Sam McCall via Phabricator via cfe-commits cfe-commits at lists.llvm.org
Sun Apr 19 16:01:37 PDT 2020


sammccall accepted this revision.
sammccall added a comment.
This revision is now accepted and ready to land.

LG but please fix the sourcerange



================
Comment at: clang/lib/Sema/SemaDecl.cpp:12268
 /// of sanity.
 void Sema::ActOnInitializerError(Decl *D) {
   // Our main concern here is re-establishing invariants like "a
----------------
rsmith wrote:
> hokein wrote:
> > sammccall wrote:
> > > rsmith wrote:
> > > > Should we attach a `RecoveryExpr` initializer in this case too?
> > > Now we're really slipping into a different set of use-cases for RecoveryExpr... 
> > > I assume we're talking about a RecoveryExpr that has no children, at least in the short term, as parsing failures don't return the likely subexpressions found. So it's a pure error marker in the form of an AST node. Quite a lot of ExprError()s could become these...
> > > 
> > > Actually there's another virtue here: even without subexpressions, the RecoveryExpr can capture the token range. So VarDecl::getSourceRange() will include the malformed initializer, so tools can at least attribute these tokens to the right part of the AST.
> > yeah, I'm not sure how much benefit we can get from the recovery-expr in this case, if the initializer is failed to parse, we don't have any ast nodes.
> What I'm thinking is that we should have some kind of marker in the AST to track that an initializer was provided for the variable but was malformed. Right now, we use the "invalid" bit for that, which means that downstream code that refers to the variable will have poor recovery. If we attach an initialization expression marked with the "contains errors" bit instead, then we can keep the `VarDecl` valid, and improve the recovery not necessarily for this node but for things downstream of it.
> 
> (I guess ultimately it seems reasonable to me to use the same AST representation for "no initializer was provided and implicit default init failed", "an initializer was provided but we couldn't parse / semantically analyze it", and "an initializer was provided but was incompatible with the variable's type" -- except that in the third case we can track the expression that we formed for the initializer.)
> 
> I don't think there's any urgency to this, and having both AST models for a while (in different cases) doesn't seem like it's going to cause much pain.
Yeah, I think this makes sense. @hokein: even without child AST nodes, this will improve SelectionTree accuracy in clangd: go to definition on some part of an invalid initializer currently goes to the vardecl, and after adding RecoveryExpr here it'll go nowhere instead which is progress.
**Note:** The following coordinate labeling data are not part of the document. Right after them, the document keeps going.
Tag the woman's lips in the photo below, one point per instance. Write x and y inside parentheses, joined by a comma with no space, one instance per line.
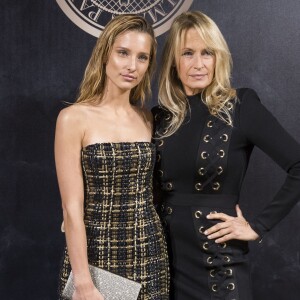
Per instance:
(128,77)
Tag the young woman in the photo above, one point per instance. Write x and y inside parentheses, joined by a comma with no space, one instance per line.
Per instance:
(104,159)
(205,133)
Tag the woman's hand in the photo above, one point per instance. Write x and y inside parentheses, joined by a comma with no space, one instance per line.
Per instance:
(232,228)
(91,294)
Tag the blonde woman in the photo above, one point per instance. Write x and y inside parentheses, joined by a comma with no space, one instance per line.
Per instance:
(205,131)
(104,159)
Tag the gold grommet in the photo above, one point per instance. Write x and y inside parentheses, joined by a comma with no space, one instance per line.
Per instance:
(201,229)
(201,171)
(206,138)
(228,272)
(226,258)
(216,186)
(169,210)
(224,137)
(209,123)
(198,214)
(212,273)
(221,153)
(168,117)
(204,155)
(223,245)
(229,105)
(198,186)
(169,186)
(219,170)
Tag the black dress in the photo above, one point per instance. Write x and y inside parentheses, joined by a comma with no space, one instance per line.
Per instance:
(206,176)
(124,233)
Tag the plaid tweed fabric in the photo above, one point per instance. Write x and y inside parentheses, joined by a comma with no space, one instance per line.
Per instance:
(124,234)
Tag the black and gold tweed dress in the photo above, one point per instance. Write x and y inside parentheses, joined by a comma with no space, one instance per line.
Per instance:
(124,234)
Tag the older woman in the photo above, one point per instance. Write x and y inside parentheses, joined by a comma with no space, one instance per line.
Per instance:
(205,132)
(104,159)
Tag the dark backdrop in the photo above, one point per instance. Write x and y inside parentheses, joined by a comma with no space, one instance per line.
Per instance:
(43,56)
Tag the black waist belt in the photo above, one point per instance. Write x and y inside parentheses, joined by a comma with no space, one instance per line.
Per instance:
(223,201)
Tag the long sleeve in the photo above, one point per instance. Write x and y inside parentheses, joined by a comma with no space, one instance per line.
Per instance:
(263,130)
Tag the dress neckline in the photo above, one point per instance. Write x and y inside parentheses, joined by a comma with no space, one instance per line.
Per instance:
(115,143)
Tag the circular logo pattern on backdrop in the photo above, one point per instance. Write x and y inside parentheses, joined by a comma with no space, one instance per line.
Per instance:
(92,15)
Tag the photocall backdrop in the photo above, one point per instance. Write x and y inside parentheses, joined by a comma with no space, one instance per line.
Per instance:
(45,46)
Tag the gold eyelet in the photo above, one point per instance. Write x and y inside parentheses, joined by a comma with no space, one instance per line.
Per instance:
(209,123)
(201,171)
(219,170)
(216,186)
(212,273)
(209,260)
(198,186)
(223,245)
(198,214)
(228,272)
(224,137)
(221,153)
(201,229)
(169,210)
(169,186)
(206,138)
(204,155)
(229,105)
(168,117)
(226,258)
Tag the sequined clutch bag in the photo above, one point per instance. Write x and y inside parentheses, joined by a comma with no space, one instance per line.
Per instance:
(111,286)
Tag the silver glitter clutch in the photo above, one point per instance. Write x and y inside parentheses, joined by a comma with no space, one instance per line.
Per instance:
(111,286)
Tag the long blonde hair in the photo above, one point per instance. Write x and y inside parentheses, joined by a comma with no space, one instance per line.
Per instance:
(93,84)
(218,94)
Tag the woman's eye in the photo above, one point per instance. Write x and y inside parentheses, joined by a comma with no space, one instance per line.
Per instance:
(143,58)
(122,52)
(187,53)
(207,52)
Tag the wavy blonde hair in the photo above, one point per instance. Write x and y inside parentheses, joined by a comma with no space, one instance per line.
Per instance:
(93,84)
(171,92)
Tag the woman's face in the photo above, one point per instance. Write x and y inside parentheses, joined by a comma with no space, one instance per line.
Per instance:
(128,61)
(196,64)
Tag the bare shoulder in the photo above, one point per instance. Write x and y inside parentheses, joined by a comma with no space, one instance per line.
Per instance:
(74,115)
(147,116)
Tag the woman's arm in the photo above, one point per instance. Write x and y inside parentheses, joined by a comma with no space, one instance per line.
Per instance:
(68,144)
(263,130)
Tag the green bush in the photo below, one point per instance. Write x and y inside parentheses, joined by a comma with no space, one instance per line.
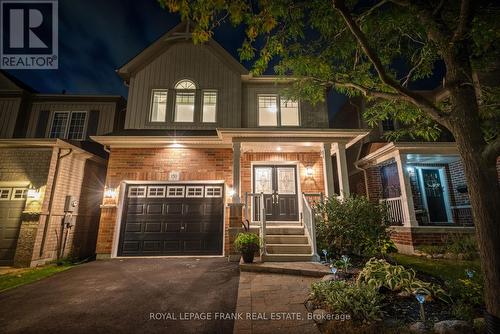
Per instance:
(379,273)
(360,301)
(247,242)
(353,225)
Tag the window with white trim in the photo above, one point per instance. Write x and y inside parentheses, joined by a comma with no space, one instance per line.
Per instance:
(272,113)
(5,194)
(213,191)
(137,191)
(158,112)
(194,191)
(156,191)
(209,109)
(68,125)
(185,91)
(19,194)
(175,191)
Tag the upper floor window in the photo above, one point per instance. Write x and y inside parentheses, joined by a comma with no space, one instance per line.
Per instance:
(185,91)
(158,105)
(272,113)
(68,125)
(209,106)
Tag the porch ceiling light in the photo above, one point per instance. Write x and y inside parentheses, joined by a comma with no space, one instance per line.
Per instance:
(309,171)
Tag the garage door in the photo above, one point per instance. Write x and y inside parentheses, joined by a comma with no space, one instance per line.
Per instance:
(12,201)
(172,219)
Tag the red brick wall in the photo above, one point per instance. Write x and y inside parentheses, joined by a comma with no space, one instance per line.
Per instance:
(148,164)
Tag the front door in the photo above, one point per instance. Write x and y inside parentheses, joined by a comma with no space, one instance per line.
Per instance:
(278,183)
(434,195)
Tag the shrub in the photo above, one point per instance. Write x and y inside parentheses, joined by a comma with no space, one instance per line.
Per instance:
(247,242)
(353,225)
(360,301)
(380,273)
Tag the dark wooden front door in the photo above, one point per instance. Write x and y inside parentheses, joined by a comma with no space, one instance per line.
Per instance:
(434,195)
(172,219)
(278,183)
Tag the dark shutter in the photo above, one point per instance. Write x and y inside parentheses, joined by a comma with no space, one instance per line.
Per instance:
(41,125)
(93,122)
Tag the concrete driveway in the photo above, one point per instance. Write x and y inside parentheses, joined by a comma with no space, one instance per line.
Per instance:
(126,296)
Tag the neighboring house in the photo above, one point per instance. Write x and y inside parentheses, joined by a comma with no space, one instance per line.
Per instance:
(422,183)
(200,134)
(46,156)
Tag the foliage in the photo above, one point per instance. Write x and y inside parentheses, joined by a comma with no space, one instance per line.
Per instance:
(361,301)
(379,273)
(247,242)
(26,276)
(353,225)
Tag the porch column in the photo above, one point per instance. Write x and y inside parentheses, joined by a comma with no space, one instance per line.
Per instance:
(326,152)
(406,192)
(236,171)
(342,171)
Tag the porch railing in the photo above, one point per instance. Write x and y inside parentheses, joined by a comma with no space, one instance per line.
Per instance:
(394,208)
(253,197)
(309,222)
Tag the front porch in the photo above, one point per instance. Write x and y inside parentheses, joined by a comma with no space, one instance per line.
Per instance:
(276,176)
(424,189)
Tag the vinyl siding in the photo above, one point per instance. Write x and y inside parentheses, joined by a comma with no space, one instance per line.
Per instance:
(106,113)
(310,116)
(9,109)
(185,61)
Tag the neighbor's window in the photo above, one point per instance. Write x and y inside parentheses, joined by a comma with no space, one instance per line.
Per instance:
(184,101)
(289,112)
(158,105)
(272,114)
(68,125)
(209,106)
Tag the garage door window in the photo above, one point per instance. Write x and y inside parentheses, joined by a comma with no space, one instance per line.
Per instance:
(175,191)
(5,194)
(213,191)
(194,191)
(156,192)
(137,191)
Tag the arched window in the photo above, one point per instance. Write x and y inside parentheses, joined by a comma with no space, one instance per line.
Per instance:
(185,91)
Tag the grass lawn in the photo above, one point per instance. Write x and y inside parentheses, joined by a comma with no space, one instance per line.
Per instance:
(444,269)
(25,276)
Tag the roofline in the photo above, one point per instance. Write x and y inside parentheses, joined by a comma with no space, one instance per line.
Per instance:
(445,148)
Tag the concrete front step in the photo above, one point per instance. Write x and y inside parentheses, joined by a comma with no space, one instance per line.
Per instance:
(288,249)
(286,239)
(288,258)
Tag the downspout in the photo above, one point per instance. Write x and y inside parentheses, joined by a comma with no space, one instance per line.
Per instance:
(51,199)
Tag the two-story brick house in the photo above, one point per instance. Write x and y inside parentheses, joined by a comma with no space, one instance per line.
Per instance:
(201,133)
(46,156)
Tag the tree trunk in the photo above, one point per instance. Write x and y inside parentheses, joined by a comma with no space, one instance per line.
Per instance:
(481,175)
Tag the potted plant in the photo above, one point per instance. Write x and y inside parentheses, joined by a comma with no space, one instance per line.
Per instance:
(247,244)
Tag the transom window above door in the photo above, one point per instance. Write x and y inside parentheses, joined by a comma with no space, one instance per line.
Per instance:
(272,113)
(68,125)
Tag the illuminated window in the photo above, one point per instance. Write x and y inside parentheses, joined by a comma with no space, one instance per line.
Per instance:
(209,106)
(158,105)
(185,91)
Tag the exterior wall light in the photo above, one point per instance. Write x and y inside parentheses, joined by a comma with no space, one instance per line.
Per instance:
(309,171)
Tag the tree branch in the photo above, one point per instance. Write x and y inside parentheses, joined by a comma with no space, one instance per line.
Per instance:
(404,93)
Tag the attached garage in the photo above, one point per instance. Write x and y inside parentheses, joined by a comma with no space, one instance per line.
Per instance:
(12,202)
(172,219)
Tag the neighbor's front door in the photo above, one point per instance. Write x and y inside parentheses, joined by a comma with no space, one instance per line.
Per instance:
(278,183)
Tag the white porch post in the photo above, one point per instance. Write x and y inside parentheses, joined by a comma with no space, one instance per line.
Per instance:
(342,171)
(326,152)
(406,193)
(236,171)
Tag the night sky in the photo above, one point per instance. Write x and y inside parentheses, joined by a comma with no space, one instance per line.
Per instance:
(98,36)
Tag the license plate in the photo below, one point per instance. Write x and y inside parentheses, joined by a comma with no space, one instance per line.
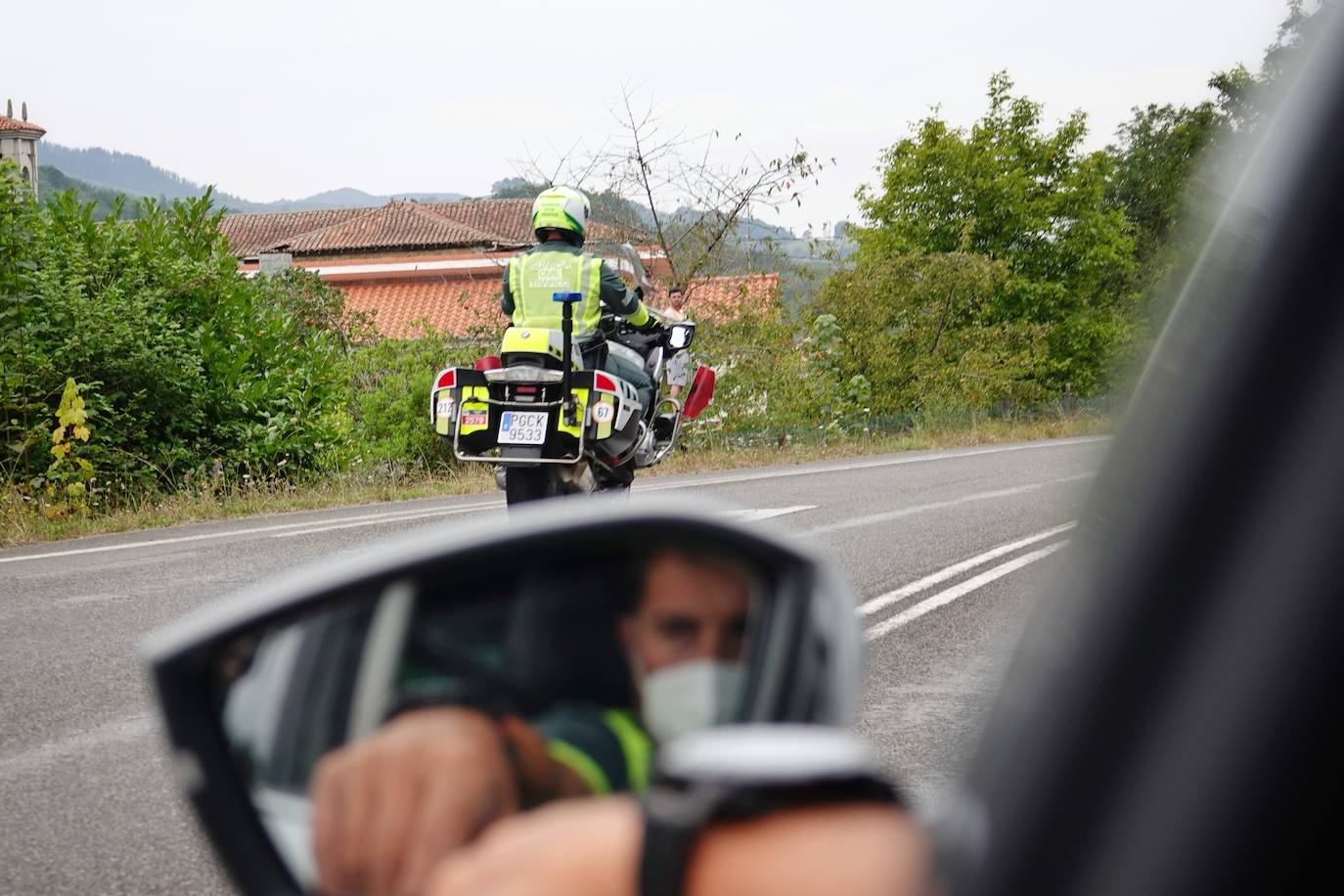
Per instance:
(521,427)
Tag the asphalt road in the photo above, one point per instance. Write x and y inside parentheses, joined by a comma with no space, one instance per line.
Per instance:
(945,548)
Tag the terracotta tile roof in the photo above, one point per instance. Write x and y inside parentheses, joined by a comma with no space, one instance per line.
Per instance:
(398,225)
(461,306)
(15,124)
(456,306)
(251,234)
(395,225)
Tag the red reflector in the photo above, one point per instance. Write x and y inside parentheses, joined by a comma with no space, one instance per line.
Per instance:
(700,394)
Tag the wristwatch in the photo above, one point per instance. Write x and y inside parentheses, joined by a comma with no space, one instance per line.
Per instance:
(744,771)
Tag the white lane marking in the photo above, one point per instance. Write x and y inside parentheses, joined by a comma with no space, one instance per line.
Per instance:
(390,518)
(227,533)
(722,479)
(765,514)
(944,598)
(866,465)
(75,745)
(883,601)
(938,506)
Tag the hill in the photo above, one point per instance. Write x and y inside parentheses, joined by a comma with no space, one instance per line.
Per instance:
(137,176)
(53,180)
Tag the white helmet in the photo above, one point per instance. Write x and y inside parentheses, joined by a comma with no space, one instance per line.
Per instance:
(560,208)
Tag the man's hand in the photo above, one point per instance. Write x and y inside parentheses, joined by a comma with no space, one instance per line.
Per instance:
(390,805)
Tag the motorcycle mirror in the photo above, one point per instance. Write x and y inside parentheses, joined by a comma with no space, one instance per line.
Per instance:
(582,634)
(682,335)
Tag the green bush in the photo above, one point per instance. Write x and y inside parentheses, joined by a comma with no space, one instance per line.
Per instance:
(388,384)
(189,366)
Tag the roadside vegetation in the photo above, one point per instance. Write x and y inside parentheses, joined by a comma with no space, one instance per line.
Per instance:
(1005,283)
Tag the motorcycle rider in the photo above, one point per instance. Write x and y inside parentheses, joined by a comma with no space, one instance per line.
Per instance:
(558,263)
(431,780)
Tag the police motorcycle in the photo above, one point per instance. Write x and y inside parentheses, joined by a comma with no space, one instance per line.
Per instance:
(558,421)
(268,694)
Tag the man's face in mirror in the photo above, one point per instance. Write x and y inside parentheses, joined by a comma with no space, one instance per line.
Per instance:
(690,608)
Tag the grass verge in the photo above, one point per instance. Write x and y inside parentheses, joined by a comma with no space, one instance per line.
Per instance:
(22,524)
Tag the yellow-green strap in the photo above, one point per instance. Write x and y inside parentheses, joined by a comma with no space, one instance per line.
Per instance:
(635,743)
(581,765)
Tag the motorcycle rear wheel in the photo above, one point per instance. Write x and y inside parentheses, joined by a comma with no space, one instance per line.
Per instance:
(523,484)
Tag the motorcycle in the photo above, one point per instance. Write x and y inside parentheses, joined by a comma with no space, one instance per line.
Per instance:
(558,421)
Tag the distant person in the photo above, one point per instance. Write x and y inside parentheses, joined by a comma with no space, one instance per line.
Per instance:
(679,366)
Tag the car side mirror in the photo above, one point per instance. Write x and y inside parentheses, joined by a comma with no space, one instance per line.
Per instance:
(567,626)
(682,335)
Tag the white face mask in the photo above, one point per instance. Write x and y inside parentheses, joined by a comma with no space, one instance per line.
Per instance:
(691,696)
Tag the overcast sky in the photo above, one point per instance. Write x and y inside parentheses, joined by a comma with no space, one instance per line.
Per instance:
(283,100)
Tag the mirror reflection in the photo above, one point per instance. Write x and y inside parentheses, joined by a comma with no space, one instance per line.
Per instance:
(405,716)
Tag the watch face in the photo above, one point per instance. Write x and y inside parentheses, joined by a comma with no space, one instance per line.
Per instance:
(764,754)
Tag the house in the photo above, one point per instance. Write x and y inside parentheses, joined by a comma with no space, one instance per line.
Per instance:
(19,143)
(438,263)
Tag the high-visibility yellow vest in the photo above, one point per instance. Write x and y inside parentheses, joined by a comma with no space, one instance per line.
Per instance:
(535,277)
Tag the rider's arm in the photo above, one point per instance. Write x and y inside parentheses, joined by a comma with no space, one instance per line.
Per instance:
(592,848)
(622,299)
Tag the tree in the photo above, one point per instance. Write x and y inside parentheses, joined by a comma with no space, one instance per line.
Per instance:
(691,195)
(1015,193)
(1154,161)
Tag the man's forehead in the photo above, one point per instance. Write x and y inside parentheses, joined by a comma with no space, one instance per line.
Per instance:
(676,576)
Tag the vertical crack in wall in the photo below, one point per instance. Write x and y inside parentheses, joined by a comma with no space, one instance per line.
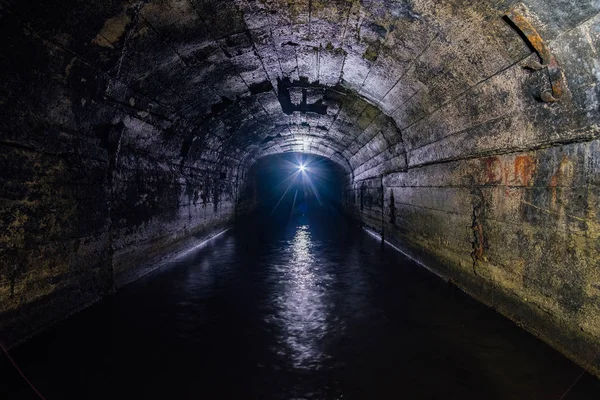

But the expr needs to have at least the source range, so this isn't a trivial change --> another patch?


================
Comment at: clang/lib/Sema/SemaDecl.cpp:12565
+      auto RecoveryExpr =
+          CreateRecoveryExpr(Var->getLocation(), Var->getEndLoc(), {});
+      if (RecoveryExpr.get())
----------------
This seems like it's going to claim some actual tokens, when the thing it represents doesn't cover any tokens.

I think both start/end source locations should be invalid.


================
Comment at: clang/lib/Sema/SemaDeclCXX.cpp:15007
+  // If initializing the variable failed, don't also diagnose problems with
+  // the desctructor, they're likely related.
+  if (VD->getInit() && VD->getInit()->containsErrors())
----------------
desctructor -> destructor
(sorry, you copied my typo)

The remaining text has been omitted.